June 18th, 2010

Atlantis and the EPub Toolchain

You've heard me say this before, and I suspect you'll hear it again and again: Creating ebook files is much harder than it needs to be, and creating ebooks in the EPub format is particularly--and inexplicably--hard. In my June 9, 2010 entry, I spoke about the EPub format itself, and how it's not a great deal different from a word processor file format. In fact, Eric Bowersox pointed out that OpenOffice's ODF files are also based on XML and organized in a similar way.

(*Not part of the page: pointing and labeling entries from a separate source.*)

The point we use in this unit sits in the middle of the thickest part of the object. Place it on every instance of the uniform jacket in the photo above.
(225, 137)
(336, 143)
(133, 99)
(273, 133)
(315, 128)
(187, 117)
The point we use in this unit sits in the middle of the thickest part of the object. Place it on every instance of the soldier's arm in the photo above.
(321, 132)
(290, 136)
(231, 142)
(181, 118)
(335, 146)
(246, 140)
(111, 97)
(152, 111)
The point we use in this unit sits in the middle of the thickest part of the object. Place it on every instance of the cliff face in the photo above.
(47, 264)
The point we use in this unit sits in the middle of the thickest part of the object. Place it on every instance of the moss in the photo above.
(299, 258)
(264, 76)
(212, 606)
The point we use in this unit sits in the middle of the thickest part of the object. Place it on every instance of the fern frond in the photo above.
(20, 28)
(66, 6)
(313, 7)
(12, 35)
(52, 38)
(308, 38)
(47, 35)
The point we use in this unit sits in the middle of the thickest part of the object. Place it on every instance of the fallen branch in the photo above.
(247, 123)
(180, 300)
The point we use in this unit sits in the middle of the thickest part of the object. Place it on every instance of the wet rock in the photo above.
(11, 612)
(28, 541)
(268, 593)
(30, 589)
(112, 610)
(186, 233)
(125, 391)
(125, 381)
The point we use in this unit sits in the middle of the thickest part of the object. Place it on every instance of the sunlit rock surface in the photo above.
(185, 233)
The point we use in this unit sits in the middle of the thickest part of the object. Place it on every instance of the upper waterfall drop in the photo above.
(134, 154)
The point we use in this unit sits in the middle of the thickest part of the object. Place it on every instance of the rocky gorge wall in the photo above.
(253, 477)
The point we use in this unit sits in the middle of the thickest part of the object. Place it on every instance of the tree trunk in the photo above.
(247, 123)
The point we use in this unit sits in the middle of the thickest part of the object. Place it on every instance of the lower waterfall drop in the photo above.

Bogglingly, most people appear to be hand-coding EPub XML. In recent days I've been looking for better ways to create EPub ebooks. Many places online cite Sigil as the only WYSIWYG EPub editor in existence right now, and I grabbed it immediately. It's a very nice item, but appears to be an undergraduate's Google Code project, and I certainly hope he will hand it off to others if he ever gets tired of hammering on it. Version 0.2.1 has just been released, and it fixes a number of bugs that I stumbled over in the last couple of weeks that I've been using it.

Then, yesterday, without any need for ancient maps or Edgar Cayce, I found Atlantis.

The Atlantis word processor is a $35 shareware item created by a very small company in France. It's portable software, meaning it can live on a thumb drive and does not have to be installed in the usual fashion. It's tiny; nay, microscopic (the executable is 1.1 MB!!) and lightning fast. It doesn't have all the fancy eye candy of modern software, but it's amazingly capable, and highly focused on the core mission of getting documents down and formatted. It has a spellchecker and other interesting features like an "over-used words" detector. It reads and writes .doc, .docx, and .odt (ODF) files, and here's the wild part: It exports to EPub.

Furthermore, it does a mighty good job of it. I loaded a .doc of my story "Whale Meat" into Atlantis and then exported it to EPub. The generated EPub file passed the very fussy EPubCheck validator immediately with flying colors. Now, this was pure text, without any images or embedded fonts or other fanciness, but that's ok. You have to start somewhere, and I would prefer to start with a genuine word processor.

I then loaded the EPub file that Atlantis had generated into Sigil, which I used to divide the story into chapters and add a cover image. Sigil isn't really a word processor in the same sense that Atlantis or Word are, but it allows split-screen editing of WYSIWYG text on one side and XML/XHTML code on the other. Sigil 0.2.0 had a bug that generated an incomplete and thus illegal IMG tag (XHTML requires the ALT attribute) but I see that the new 0.2.1 release fixes that. Adding the ALT attribute manually in Sigil 0.2.0 allowed the EPub file to pass EPubcheck without further errors.

I have not yet generated a TOC in Sigil, nor have I attempted to create an EPub of any significant size. ("Whale Meat" is only 8,700 words long.) When I'm through playing around, I'm going to load the entire .doc image of Cold Hands and Other Stories into Atlantis, export it to EPub, semanticize it in Sigil, and see what I have. At some point along the way I may be forced to hand-code (or at least hand-correct) the XML or XHTML, and you'll hear me bellyache about it when I do. But I will admit that I'm pleased with what I have so far. Yes, Atlantis and Sigil ought to be one product, or at least two closely-knit utilities in the same product family. Still, given the primitive state of the EPub reader business (I have yet to find a Windows or Linux-based EPub reader that I'm willing to use) I'm satisfied with the way that Atlantis and Sigil cooperate. Now that Apple has anointed the EPub format for iBooks, I'm guessing that EPub-related improvements will be arriving thick and fast in coming months.